The U.K. has passed a law allowing convictions for consensual gay sex under now-repealed laws to be expunged from citizens' records.
The Protection of Freedoms Act, which has been approved by Parliament, received royal assent, that is, the approval of the queen, on Tuesday, allowing it to become law, Pink News reports.
The measure comes too late for such famous gay men as author Oscar Wilde (pictured) and mathematician Alan Turing, who were prosecuted under the nation's antisodomy laws, but now thousands of men can apply to the secretary of state to have their convictions taken off their record.
"It's estimated that over the last century in the region of 100,000 men in the U.K. were convicted of consenting same-sex offences that were not crimes between heterosexual men and women," activist Peter Tatchell told Pink News. "Many had their lives ruined, including serving prison sentences, losing their jobs and suffering rejection by their families.
"This reform is welcome but it will come too late for many of the victims of Britain's homophobic laws.

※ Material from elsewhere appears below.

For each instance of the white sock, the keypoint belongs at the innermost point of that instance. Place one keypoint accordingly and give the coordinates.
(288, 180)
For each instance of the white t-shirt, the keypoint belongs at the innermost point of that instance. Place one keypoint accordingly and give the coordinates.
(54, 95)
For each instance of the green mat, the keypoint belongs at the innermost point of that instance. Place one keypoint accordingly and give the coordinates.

It's astonishing to think that the King Henry VIII anti-buggery law and the Oscar Wilde gross indecency law were only repealed in 2003." Wilde was convicted of "gross indecency" in 1891 and served two years in prison. Turing, another famous victim of the antigay laws, helped the Allies win World War II by breaking the Germans' Enigma Code, but he was forced to undergo chemical castration after his conviction. He subsequently committed suicide.